• Prison officers restraining inmate David Dungay in the moments before his death. (NITV)Source: NITV
A court has been told that the situation was “frantic” as questions focus on resuscitation efforts.
Douglas Smith

5 Mar 2019 - 5:30 PM  UPDATED 5 Mar 2019 - 5:30 PM

A doctor who was involved in resuscitating an Indigenous man who died in custody has told a NSW coronial inquest he had never performed CPR on a person before.

David Dungay died in Long Bay Prison Hospital on December 29, 2015, just weeks before he was due to be released.

Five correctional officers forcibly transferred him to a camera-monitored cell after Mr Dungay, a diabetic, refused to stop eating a packet of biscuits.

The 26-year-old screamed “I can’t breathe” a dozen times before he was injected with a powerful sedative.

When he became unresponsive, medical staff took over and unsuccessfully attempted to resuscitate him.

A two-week inquest into the death began in July last year and ran behind schedule but resumed at the NSW Coroners Court in Sydney on Monday.
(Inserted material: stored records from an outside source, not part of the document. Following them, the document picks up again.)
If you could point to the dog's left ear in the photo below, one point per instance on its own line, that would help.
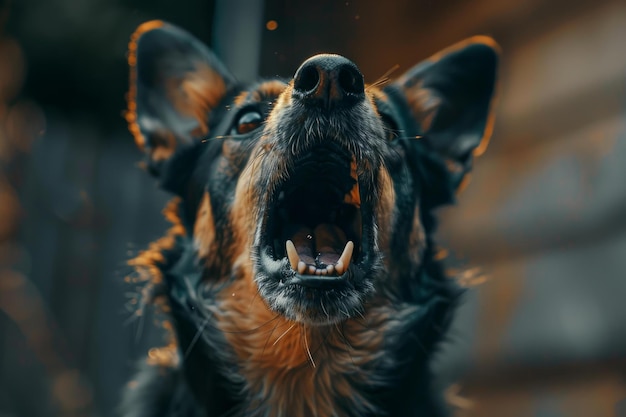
(175, 83)
(450, 98)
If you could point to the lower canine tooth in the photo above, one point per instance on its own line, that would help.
(292, 254)
(345, 258)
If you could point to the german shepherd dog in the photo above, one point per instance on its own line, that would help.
(300, 277)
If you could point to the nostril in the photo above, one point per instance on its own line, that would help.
(350, 80)
(307, 78)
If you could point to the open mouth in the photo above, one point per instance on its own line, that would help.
(314, 227)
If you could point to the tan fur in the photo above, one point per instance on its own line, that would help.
(302, 369)
(204, 229)
(199, 92)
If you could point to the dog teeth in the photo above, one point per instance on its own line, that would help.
(302, 268)
(292, 254)
(344, 260)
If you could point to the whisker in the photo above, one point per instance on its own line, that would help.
(196, 337)
(284, 333)
(306, 344)
(269, 336)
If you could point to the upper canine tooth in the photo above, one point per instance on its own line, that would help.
(344, 260)
(292, 254)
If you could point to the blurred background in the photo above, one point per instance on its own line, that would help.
(542, 226)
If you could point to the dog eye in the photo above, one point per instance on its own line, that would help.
(391, 127)
(247, 122)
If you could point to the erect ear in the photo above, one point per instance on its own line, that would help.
(450, 97)
(175, 82)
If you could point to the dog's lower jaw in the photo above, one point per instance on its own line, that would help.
(294, 369)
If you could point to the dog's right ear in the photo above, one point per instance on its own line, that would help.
(175, 82)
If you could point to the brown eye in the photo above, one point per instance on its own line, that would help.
(247, 122)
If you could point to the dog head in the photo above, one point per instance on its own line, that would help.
(317, 191)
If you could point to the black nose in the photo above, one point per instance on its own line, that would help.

David Dungay inquest: Indigenous death in custody case resumes
The hearing into the death of 26-year-old Indigenous man David Dungay resumes after a six month break.
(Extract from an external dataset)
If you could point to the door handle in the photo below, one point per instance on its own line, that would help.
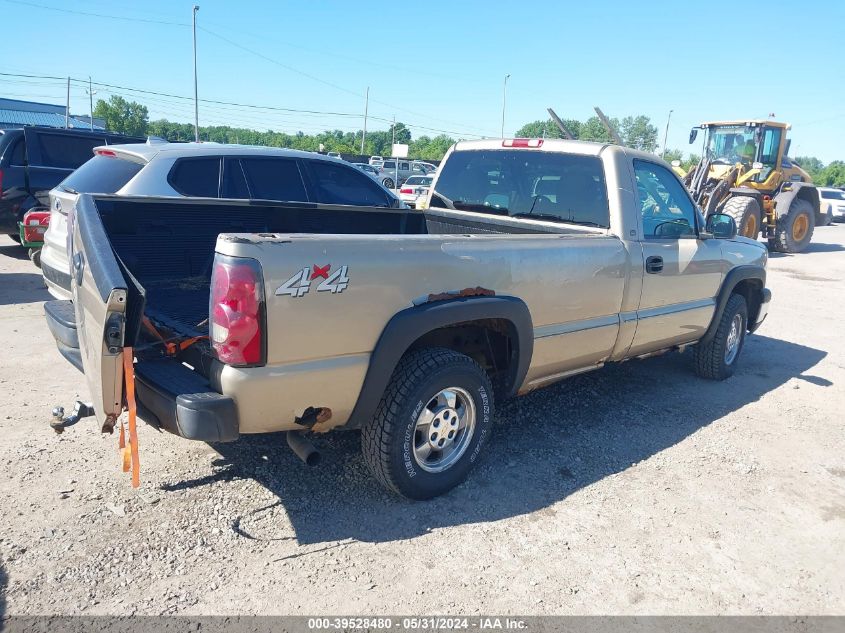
(654, 264)
(78, 268)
Trevor Ma, the psychiatric registrar on duty at the time of Dungay’s death in custody, described the situation as an “overwhelming experience”.

“If he would’ve cooperated with moving cell - that would have been an ideal outcome,” Dr Ma said.

Dr Ma told the inquest that he wished he “could’ve done better” and that “regrettably”, the delayed response to chest compressions on Mr Dungay minimised the effect of his resuscitation efforts.  

“It certainly wasn’t of a high standard,” he said about the CPR.

Mr Dungay's family members left court before a video of his death was shown, telling NITV that it was “distressing” and “felt like a knife in the heart.”

The video showed Mr Dungay being restrained by correctional officers, losing consciousness and going into cardiac arrest.

The footage also showed Dr Ma attempting to perform CPR on Mr Dungay with chest compressions while two registered nurses attempted to clear his airway.  

Dr Ma told the inquest that he had the most medical experience at the time of Mr Dungay’s death so he took charge.

“Mr Dungay was my patient, I feel like I had responsibility to lead the resuscitation,” he said.

“In hindsight, I clearly didn’t do that efficiently.”

“It was a pretty frantic situation.”

After he gave evidence on Tuesday, Dr Ma broke down in tears, prompting Coroner Derek Lee to call for a break in court proceedings.

Paul Sonntag, a nurse educator at Long Bay Hospital, told the court there was a “lack of assertiveness” by all medical staff involved.

“The CPR provided by the Justice Health Service was at a very poor standard,” he said.

David Dungay inquest: Medical team did 'our best' to revive him
The hearing into David Dungay’s death returned to court on Monday - more than six months after the initial hearing began.

Meanwhile at a budget estimates hearing, Corrective Services NSW Commissioner Peter Severin admitted just a few staff had recently begun physical training regarding the dangers of positional asphyxia.

"The physical training, where we actually take the staff through the physical aspects of the application of those techniques, has not commenced until very recently," Mr Severin told the legal affairs hearing.

Further quizzed on how many officers had received physical training, Mr Severin took the question on notice.

He said relevant officers had received some written advice concerning positional asphyxia "pretty much straight away" following Mr Dungay's death.

Greens MP and committee member David Shoebridge said the delay in providing adequate training suggests a "systematic failure" in the NSW prisons system.

"It's a matter of life and death and it hasn't been addressed," he said.